The outer exception is raised as a consequence of the first one which looks as if the fStream private field from the TROBinMessage instance is nil

Note that this exception has a tragic consequence because it is not caught anywhere in the call stack and thus leads to the death of the timer thread.
In the default case, this means no further event will ever be received, but because I configured madExcept to do so, my nodes are instantly killed whenever an uncaught exception is triggered.

Is this something that you have already experienced? Is there a workaround?

Hi,

try to use personal message for TROEventReceiver.
it may solve TROBinMessage.FStream = nil issue.

I need a simple testcase that reproduces this case for more detailed solution/workaround.

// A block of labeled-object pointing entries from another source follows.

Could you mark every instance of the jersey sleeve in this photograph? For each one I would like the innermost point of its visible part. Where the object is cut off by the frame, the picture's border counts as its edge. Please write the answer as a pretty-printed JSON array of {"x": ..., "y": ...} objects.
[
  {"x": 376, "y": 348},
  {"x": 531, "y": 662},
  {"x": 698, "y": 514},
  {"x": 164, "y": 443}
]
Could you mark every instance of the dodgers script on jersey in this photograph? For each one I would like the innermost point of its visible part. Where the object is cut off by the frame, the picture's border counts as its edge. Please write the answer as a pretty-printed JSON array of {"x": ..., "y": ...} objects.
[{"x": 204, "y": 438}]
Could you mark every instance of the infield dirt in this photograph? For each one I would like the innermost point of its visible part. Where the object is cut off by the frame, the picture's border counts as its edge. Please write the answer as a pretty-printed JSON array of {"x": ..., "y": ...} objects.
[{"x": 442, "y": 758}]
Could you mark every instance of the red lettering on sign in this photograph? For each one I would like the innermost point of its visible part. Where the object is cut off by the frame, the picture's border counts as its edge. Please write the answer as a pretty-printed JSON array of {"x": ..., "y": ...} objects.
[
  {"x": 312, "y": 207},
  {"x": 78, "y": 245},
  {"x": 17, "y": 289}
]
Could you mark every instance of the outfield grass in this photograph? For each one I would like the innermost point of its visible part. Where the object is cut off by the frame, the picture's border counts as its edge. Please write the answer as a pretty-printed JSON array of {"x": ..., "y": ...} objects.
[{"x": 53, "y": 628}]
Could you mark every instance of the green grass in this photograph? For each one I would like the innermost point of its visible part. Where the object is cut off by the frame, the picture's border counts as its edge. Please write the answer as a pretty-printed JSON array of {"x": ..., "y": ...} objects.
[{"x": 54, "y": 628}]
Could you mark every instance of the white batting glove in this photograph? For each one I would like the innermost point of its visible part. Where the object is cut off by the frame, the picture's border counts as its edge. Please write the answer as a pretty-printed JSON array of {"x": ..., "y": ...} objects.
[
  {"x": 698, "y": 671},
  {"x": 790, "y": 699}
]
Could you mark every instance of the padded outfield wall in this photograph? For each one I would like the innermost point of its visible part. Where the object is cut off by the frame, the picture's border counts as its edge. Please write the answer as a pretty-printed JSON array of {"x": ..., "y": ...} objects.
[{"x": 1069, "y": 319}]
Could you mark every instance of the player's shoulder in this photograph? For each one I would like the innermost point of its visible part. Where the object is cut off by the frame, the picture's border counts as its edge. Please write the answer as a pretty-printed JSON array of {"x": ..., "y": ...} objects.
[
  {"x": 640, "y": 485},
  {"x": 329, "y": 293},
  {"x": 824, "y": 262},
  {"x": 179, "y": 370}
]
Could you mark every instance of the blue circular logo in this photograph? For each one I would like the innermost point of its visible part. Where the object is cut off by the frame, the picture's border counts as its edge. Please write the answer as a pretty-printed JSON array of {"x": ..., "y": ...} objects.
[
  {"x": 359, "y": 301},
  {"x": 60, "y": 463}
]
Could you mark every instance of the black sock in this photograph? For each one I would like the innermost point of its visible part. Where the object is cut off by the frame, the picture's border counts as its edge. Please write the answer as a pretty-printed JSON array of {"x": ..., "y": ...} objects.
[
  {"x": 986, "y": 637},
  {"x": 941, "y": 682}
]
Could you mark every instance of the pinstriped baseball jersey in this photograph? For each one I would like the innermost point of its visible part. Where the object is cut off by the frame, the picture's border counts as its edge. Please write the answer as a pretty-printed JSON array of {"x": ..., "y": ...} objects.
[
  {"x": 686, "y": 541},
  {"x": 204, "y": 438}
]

Well, we create it like this:

  FMessage := TROBinMessage.Create;

  FChannel := TROSynapseSuperTCPChannel.Create(nil);
  FChannel.MaxPackageSize := 10 * FChannel.MaxPackageSize;
  FChannel.AutoReconnect := True;
  FChannel.SynchronizeEvents := False;
  FChannel.OnConnected := ChannelConnected;
  FChannel.OnDisconnected := ChannelDisconnected;

  FReceiver := TROEventReceiver.Create(nil);
  FReceiver.Message := FMessage;
  FReceiver.Channel := FChannel;
  FReceiver.ServiceName := 'NodeManagementService';
  FReceiver.LegacyEvents := False;
  FReceiver.Interval := 1;
  FReceiver.SynchronizeInvoke := False;

  FReceiver.RegisterEventHandler(EID_AGNodeEventSink, Self);

So I’m quite certain it has its own message instance.
But looking at the code, this message instance is also used for other communications, most times via a IROmessageCloneable(FMessage).Clone but not always.
I’m wondering if I should not use a separate message for the event receiver because there might be a race condition where TROBinMessage.fStream is freed and set to nil while the timer tick is triggered.

That, however, won’t help with the death of the timer thread when an exception is raised with the OnPollException handler as above. For this, I suggest the following patch:

uROThreadTimer.pas.patch.zip (799 Bytes)

I placed the try..except block at the lowest possible place, but you might feel it to be better placed around the entire body of the outer while not Terminated loop.

Hi,

it will just hide exceptions from OnPollException because you still won’t have access to TROThreadTimer.OnException
in brief, it is similar to putting code to try/except inside the OnPollException event


regarding to your issue. I think, you receive events in one thread and handle them in another thread, so you could have a new event when old one isn’t handled yet…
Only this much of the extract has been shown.